UYARI

DESTEK İÇİN LÜTFEN TIKLAYINIZ... CLICK HERE TO SUPPORT.

ÇERNOBİL FACİASI SONRASI YAŞANANLAR

Çernobil Faciası nedir ?

26 Nisan 1986'da, yerel saatler 01.23'u gösterirken Ukrayna'da Kiev yakınlarındaki Çernobil kasabasında bulunan nükleer santralin dördüncü reaktörü infilak etti. Ve patlamayla birlikte reaktör bir anda alevler içinde kaldı. Büyük miktarda radyoaktif element atmosfere dağıldı. Çernobil'de o gece, ABD tarafından Hiroşima'ya atılan gibi belki de yüzlerce atom bombası patlamıştı.Radyasyon önce Ukrayna, Belarus ve Rusya'yı vurdu. Radyasyon yüklü bulutlar, fazla gecikmeden Avrupa ülkelerinin pek çoğunu ziyaret etti. Resmi verilere göre, kaza sırasında yayılan radyasyondan ilk olarak 31 kişi oldu.
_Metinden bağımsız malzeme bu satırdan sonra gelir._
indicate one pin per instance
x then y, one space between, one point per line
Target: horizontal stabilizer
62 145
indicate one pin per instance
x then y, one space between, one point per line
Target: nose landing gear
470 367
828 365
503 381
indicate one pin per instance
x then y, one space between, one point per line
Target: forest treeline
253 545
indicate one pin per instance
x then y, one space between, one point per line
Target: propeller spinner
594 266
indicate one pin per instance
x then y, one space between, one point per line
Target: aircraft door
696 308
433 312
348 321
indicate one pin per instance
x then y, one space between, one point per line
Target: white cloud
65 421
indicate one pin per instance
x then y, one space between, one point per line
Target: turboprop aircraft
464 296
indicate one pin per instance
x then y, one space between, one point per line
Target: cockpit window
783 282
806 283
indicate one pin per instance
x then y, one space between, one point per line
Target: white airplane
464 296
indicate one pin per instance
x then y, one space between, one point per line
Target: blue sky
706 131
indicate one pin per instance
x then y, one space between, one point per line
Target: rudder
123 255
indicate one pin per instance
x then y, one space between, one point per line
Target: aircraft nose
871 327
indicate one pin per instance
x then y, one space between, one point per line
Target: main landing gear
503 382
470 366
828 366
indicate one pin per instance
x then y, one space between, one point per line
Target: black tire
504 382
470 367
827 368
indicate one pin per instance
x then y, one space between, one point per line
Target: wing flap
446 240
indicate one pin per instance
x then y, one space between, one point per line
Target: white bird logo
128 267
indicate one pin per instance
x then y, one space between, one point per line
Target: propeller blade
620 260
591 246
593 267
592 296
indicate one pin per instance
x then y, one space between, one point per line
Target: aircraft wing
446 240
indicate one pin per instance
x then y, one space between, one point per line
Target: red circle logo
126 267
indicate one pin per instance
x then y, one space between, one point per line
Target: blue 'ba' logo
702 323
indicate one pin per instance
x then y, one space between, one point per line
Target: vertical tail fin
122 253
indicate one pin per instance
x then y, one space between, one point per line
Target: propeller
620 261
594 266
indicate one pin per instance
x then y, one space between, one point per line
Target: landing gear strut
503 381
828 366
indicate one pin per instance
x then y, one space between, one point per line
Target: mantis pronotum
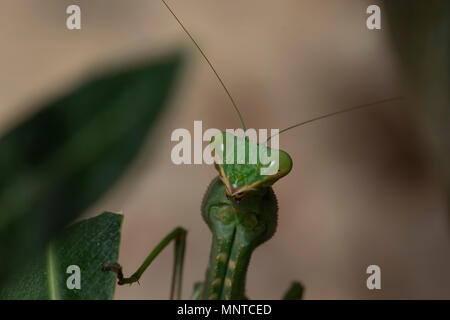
240 208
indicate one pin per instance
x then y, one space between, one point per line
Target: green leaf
420 31
56 164
87 244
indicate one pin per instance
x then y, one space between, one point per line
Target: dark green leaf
420 31
54 165
87 244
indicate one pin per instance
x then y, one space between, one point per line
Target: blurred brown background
363 189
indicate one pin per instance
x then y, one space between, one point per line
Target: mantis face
245 166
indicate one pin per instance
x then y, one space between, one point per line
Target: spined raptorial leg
179 236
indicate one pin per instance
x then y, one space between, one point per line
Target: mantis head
245 166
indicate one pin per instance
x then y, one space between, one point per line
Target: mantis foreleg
179 236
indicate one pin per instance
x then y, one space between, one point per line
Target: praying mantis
240 209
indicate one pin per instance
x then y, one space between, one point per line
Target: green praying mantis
239 207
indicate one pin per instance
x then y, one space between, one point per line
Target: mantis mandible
240 209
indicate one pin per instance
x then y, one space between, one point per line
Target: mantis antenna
210 64
361 106
235 105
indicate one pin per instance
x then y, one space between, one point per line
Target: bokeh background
365 188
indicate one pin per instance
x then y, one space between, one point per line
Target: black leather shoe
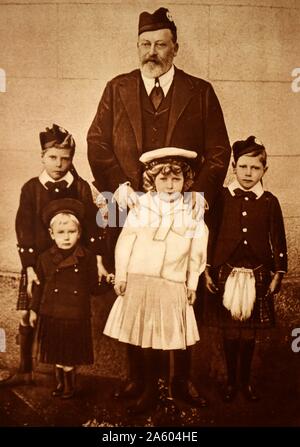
229 393
131 390
18 379
146 402
250 393
187 392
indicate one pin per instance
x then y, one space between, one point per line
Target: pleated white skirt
153 313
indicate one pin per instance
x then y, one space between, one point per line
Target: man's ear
51 233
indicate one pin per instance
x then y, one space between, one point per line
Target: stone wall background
59 54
Ancak daha sonra ortaya çıkan veriler, felaketin zaman içinde on binlerce kişinin ölümüne yol açtığını, 50 bin kişinin felaketten etkilendiğini gösteriyor. 3.5 milyon Ukraynalı, çeşitli oranda radyasyona maruz kaldı...


Çernobil’den kaynaklanan radyoaktif serpinti 160 bin kilometrekare toprağı kirletti.
Çernobil faciası sonrası radyoaktif madde taşıyan bulutlar Avrupa ülkelerinin yanı sıra Türkiye’ye de ulaştı.
Çernobil faciasının sonuçları, olayın üzerinden 21 yıl geçtikten sonra bile etkisini sürdürüyor.
Çernobil Nükleer reaktöründeki patlamanın sonucunda çevre ülkelere yayılan radyoaktif parçacıkların büyüklüğü ve etkileri üzerine kazanın üzerinden geçen yıllarda ciddi bilimsel araştırmalar ne yazık ki yapılmamış ve radyasyon seviyesini gösteren sayısal değerler açıklanmamış olduğundan patlamanın hemen sonrasında Türkiye üzerindeki etkilerle ilgili yeterli veriye ulaşmayı imkansızlaştırmıştır.


Türk Tabipler Birliği nin ilk baskısı Nisan 2006′da yapılan “Çernobil Nükleer Kazası Sonrası Türkiye’de Kanser” başlıklı raporunda Çernobil ile Karadeniz bölgesindeki Kanser vakaları arasındaki ilişki ortaya konulmuştur. Raporda Çernobil’deki patlama sonrasında oluşan radyoaktif bulutların 3 Mayıs 1986 Cumartesi günü Trakya’ya, 4-5 Mayıs günleri Batı Karadeniz’e, 6 Mayıs günü Çankırı üzerinden Sivas’a, 7-9 Mayıs tarihlerin Trabzon-Hopa’ya ulaştığı 10 gün sonra da tüm Türkiye’ye radyoaktif parçacıkların yayıldığı belirtilmektedir. Yine raporda hatırlatıldığı üzere dönemin yetkililerin Çernobil’in Türkiye’de üzerinde önemli bir etkisinin olmadığı şeklindeki açıklamalarına karşılık radyoaktif değeri 600 Bq/kg’ın altında olduğu belirtilen ve İngiltere’ye ihraç edilen fındık İngiltere tarafından geri gönderilmiştir
Kanser Karadenizlilerin psikolojisini bozdu.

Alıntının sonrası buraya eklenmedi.